In the midst of cheese omelets and Honey Bunches of Oats and vitamins placed next to folded napkins, the lady of the house descends.

"Morning," says Laura Steins, 47, wearing a dark Armani suit and take-charge heels. Her blue eyes are lustrous and her skin is golden, and even with wet hair and no makeup, she radiates confidence.

But she's months overdue for a visit to her colorist, a telltale sign of economic distress for a woman such as Steins. The smell in the basement could mean a crack in the septic line; unlike a $200 hair appointment, a plumber will be in the thousands. And from the breakfast table comes one more urgent need from a 10-year-old.

"At my birthday party, every single girl had a phone," says Katie Steins, making the case that an enV2 phone with matching cover is just standard in her crowd.

Steins kneels down to face her daughter. "If you continue to tell the world how undesirable your phone is -- it's not a flip, it's not a swivel, it's not an LG -- you will not have a phone."

Steins takes a breath. Life in this $2.5 million house was built on the premise of two incomes, not the income of a divorced mother of three in a tanked economy. Her property taxes are $35,000 a year, the nanny is $40,000 and the gardener is $500 a month.

"I can ride this storm out," says Steins, which means having tiger-striped hair and getting her kid a generic cellphone and ignoring the stinking basement.

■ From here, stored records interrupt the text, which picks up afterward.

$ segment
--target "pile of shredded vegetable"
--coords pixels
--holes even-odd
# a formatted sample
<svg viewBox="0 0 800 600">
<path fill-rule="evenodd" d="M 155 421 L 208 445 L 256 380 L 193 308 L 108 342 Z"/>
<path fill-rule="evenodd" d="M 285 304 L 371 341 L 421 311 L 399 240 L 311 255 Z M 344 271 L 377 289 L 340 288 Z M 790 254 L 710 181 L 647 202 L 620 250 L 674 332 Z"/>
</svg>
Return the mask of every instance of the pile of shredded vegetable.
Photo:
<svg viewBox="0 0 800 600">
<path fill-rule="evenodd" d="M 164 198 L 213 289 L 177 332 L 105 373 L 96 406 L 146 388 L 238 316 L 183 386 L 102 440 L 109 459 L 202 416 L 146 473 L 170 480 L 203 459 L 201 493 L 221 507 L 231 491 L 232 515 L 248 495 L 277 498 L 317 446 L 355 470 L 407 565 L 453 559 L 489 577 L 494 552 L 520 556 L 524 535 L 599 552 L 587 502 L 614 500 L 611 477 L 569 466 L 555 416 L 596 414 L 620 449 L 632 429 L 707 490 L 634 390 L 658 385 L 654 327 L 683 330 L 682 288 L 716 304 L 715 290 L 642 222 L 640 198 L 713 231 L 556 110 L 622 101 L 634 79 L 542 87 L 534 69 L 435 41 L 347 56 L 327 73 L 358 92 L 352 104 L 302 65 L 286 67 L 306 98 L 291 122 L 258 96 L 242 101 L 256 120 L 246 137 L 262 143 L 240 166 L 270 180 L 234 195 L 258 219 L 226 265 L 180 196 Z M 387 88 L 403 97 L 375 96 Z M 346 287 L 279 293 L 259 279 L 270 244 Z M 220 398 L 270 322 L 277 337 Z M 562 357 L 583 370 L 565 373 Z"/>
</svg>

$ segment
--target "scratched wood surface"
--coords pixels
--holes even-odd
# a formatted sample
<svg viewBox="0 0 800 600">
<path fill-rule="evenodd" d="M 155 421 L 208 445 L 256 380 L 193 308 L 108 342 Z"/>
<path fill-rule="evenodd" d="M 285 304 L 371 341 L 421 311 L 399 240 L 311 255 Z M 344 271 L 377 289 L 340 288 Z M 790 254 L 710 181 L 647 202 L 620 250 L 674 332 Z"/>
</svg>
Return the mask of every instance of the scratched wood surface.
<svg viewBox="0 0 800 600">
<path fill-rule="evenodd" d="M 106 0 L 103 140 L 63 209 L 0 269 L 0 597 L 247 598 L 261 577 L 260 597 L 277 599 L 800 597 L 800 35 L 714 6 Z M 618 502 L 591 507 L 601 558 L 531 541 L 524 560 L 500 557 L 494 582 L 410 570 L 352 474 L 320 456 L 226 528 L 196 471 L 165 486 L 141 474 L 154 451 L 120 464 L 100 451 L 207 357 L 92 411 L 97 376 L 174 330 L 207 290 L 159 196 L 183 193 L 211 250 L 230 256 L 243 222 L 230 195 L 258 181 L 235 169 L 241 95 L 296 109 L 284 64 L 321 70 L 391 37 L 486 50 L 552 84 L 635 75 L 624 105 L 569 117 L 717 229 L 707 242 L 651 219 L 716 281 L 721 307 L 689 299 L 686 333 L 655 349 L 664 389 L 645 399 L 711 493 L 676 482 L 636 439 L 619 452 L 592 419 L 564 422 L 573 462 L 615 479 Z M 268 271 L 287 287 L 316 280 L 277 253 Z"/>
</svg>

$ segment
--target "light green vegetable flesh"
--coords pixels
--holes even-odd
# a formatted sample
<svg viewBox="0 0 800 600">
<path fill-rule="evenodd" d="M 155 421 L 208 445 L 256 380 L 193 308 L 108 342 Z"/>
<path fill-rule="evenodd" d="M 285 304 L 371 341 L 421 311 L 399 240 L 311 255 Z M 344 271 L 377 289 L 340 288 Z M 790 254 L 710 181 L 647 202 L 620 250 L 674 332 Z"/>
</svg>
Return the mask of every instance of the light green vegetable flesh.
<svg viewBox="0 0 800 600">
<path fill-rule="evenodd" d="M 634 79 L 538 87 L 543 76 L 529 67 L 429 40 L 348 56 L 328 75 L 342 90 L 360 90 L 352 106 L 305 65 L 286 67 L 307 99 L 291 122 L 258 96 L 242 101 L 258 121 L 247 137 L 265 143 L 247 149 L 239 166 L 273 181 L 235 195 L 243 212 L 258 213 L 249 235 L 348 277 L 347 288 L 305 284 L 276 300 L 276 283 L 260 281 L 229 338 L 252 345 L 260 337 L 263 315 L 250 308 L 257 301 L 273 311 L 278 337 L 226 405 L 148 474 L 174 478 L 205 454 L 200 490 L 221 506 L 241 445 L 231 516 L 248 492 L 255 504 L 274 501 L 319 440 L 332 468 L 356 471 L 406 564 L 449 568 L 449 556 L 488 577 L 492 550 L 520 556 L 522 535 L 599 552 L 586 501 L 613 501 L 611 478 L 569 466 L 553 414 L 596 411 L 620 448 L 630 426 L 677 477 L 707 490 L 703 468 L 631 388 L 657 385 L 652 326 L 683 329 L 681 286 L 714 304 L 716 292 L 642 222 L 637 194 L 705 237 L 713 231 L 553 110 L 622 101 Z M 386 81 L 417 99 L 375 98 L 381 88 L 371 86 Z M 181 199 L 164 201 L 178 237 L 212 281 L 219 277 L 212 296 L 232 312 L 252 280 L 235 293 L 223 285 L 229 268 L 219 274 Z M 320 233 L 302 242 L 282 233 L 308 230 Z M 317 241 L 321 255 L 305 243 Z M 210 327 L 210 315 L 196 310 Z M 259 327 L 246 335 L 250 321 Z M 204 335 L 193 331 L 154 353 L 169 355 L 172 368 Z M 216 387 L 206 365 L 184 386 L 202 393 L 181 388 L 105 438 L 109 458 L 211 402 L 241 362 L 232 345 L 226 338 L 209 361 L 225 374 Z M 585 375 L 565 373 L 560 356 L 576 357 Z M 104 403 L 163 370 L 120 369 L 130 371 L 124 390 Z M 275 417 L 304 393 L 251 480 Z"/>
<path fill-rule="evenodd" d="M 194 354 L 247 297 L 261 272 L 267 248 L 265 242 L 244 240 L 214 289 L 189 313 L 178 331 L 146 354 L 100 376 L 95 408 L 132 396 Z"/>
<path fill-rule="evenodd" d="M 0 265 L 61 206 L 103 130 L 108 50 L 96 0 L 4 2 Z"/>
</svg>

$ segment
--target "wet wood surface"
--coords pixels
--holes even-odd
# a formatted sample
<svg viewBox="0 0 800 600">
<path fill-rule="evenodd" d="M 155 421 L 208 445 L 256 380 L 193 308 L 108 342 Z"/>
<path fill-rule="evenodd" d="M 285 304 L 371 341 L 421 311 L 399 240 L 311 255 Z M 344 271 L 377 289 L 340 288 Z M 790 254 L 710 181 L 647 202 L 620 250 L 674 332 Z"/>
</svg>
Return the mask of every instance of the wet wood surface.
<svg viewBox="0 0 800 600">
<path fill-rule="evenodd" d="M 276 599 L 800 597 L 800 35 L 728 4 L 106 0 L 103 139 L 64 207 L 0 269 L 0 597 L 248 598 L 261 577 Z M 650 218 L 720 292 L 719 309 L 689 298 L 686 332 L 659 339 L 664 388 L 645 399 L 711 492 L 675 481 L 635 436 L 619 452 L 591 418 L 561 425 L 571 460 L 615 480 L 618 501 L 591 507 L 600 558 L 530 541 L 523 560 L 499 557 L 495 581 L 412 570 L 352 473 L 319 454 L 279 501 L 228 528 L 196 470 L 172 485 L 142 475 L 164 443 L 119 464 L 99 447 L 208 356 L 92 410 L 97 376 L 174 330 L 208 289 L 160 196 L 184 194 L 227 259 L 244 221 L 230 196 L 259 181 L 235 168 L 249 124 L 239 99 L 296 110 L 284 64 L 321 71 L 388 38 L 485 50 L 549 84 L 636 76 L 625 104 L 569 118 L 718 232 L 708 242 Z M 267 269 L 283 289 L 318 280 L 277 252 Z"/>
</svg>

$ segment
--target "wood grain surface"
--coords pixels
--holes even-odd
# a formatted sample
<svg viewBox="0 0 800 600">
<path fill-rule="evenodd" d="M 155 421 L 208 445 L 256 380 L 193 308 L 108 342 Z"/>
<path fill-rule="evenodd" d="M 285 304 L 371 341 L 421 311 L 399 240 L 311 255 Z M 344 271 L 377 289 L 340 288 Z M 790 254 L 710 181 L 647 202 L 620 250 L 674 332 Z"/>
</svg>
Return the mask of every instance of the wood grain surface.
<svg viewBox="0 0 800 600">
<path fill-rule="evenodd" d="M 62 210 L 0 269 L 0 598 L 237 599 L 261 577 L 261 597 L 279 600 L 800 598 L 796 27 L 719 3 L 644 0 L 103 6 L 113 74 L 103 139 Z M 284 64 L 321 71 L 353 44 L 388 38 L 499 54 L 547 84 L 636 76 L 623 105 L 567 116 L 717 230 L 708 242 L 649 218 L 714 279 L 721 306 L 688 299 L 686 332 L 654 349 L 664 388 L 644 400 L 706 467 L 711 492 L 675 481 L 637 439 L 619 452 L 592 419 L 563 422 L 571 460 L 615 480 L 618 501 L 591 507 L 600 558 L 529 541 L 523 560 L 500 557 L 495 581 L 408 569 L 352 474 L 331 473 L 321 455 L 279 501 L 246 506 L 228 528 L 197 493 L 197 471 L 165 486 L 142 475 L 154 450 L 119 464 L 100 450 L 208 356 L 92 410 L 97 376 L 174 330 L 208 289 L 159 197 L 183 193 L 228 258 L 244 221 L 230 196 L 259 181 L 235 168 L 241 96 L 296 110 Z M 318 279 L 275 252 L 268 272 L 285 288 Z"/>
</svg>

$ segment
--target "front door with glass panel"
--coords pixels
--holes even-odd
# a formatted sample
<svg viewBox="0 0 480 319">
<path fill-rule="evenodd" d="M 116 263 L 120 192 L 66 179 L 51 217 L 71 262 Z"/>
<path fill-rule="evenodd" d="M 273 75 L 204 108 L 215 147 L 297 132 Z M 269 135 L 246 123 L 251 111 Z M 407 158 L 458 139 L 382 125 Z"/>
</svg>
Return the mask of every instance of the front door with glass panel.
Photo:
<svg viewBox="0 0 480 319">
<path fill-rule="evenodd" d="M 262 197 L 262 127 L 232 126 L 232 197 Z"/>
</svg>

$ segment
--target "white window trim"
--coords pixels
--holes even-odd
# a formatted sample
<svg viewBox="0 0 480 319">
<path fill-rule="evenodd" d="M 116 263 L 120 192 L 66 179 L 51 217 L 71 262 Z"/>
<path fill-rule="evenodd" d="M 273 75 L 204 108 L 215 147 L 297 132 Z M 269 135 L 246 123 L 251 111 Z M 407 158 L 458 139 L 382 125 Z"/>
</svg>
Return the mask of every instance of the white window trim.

Birch Hill is a majestic property of tender grasses and low stone walls and a whimsical sculpture next to the swimming pool. To the untrained eye, the long economic downturn as viewed from here and beyond -- the hedges and country clubs of Westchester County that stretch to Long Island Sound -- has been hard to see or feel.

* * *

In Detroit or Southern California, empty auto plants and foreclosure signs continue to give evidence of a terrible fall, but the moorings of affluence are firmly in place in Laura Steins's world. The sandwiches at Patisserie Salzburg are still wrapped in wax paper and tied in pink ribbon. The pool at the Apawamis Club is open for the season. At Fong's Hand Laundry, the pressed shirts are still folded into brown paper and knotted with twine.